Business Update with Mark Lacter

Texas; California Pizza Kitchen

KPCC's business analyst Mark Lacter talks about Texas' invitation for California businesses to move to the Lone Star State; he also talks about the sale of California Pizza Kitchen.

Steve Julian: On Tuesdays we talk about the latest business stories with Mark Lacter. Mark, is Texas making any headway in its push for California businesses?

Mark Lacter: Some headway, Steve, but the numbers are really small – Texas had a net gain of 26,000 Californians in 2009, not much considering that California has a population of 37 million. California actually gained residents that year because of births and immigrants. But don’t downplay those numbers to Texas Gov. Rick Perry – he’s almost made it a sport to track down as many California businesses as possible (Perry actually calls them “hunting trips”). Matter of fact, he sent out letters to the business owners in Vernon ...

Julian: … the city that could end up being disincorporated because of a financial scandal.

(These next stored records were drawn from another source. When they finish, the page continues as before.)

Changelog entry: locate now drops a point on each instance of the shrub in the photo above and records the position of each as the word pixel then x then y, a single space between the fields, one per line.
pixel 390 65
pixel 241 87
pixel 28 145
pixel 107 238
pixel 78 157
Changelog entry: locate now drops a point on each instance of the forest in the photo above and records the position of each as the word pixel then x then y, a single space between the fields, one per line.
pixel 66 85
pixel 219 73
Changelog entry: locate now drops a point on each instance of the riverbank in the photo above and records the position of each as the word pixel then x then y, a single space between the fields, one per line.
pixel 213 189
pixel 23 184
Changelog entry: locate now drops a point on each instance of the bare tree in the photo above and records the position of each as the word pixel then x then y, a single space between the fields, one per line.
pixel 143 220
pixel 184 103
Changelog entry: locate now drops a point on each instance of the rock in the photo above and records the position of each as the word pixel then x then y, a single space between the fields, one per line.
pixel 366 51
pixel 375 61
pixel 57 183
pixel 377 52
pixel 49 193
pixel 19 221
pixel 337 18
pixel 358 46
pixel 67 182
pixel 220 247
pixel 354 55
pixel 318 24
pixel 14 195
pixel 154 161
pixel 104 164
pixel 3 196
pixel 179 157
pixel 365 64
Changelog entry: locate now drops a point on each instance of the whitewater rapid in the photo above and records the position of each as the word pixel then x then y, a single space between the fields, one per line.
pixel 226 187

Lacter: That’s right. The letter invites them to move to Texas because it has no income tax, lower corporate taxes, lower wages, and a lower rate of union membership. That’s all true, and there’s no doubt that some California business owners are attracted to those statistics, but what he doesn’t mention is that Texas is now struggling with a massive deficit that rivals California – and as a result it’s had to take major budget cuts. Texas also has the highest percentage of uninsured children and it has the lowest percentage of residents with high school diplomas.

Julian: So locating a business isn’t just about lower taxes and cheaper labor.

Lacter: No, you also have to consider the size of the market, the competition in that market, the access to shipping – even stuff like the weather. The Wall Street Journal just did a survey of the 50 top companies in the nation that have venture capital backing, and 35 of them are in California. Two are in Texas. This is not about being boosterish – California unemployment remains a killer, no question, as does the housing market. But look, if California were such a horrible place to do business, which is what Rick Perry and others would have you believe, why on earth would the state economy be as large and diversified as it is today? And why would growth actually be picking up faster than for the nation overall? Sometimes, the narrative does get in the way of the facts.

Julian: Let’s look at one business in particular: California Pizza Kitchen. Is it the end of the line for guys who started it?

Lacter: Looks that way – the chain is being sold to a private equity group for $470 million, and the two founders, Larry Flax and Rick Rosenfield, are expected to ease out of the operations. Now, California has seen a lot of entrepreneurial success stories in the past 25 years (Silicon Valley is certainly loaded with them), but this one really resonated because the concept was so straight forward. You didn’t need an engineering degree to open a restaurant that specialized in pizza – Flax and Rosenfield were a couple of attorneys who invested about half a million dollars, and like all good business start-up stories, it was a huge gamble. But then the concept took off, they added a few more stores, and the next thing you knew Pepsico approached them about buying a majority stake in the company.

Julian: Other examples?

Lacter: Well, the remarkable thing about California Pizza Kitchen is that it’s not all that remarkable – Californians start up businesses all the time on a wing and a prayer. And what many of them have in common is this crazy notion that they can make it, despite all the obvious obstacles. I see it in an electric car company called Coda Automotive (I profile Coda in the June issue of Los Angeles magazine). And there’s an interesting online service in Santa Monica called Shoe Dazzle, which was co-founded by Kim Kardashian and has raised $40 million in capital (it’s a little like the book-of-the-month club except with shoes, handbags and jewelry). I doubt any of these companies would have gotten their start in Texas – and that’s really the point. This is an unusual economy, even today, and it’s really hard to export that to another place.

Julian: Mark Lacter is a contributing writer for Los Angeles Magazine and writes the business blog at LA Observed.com.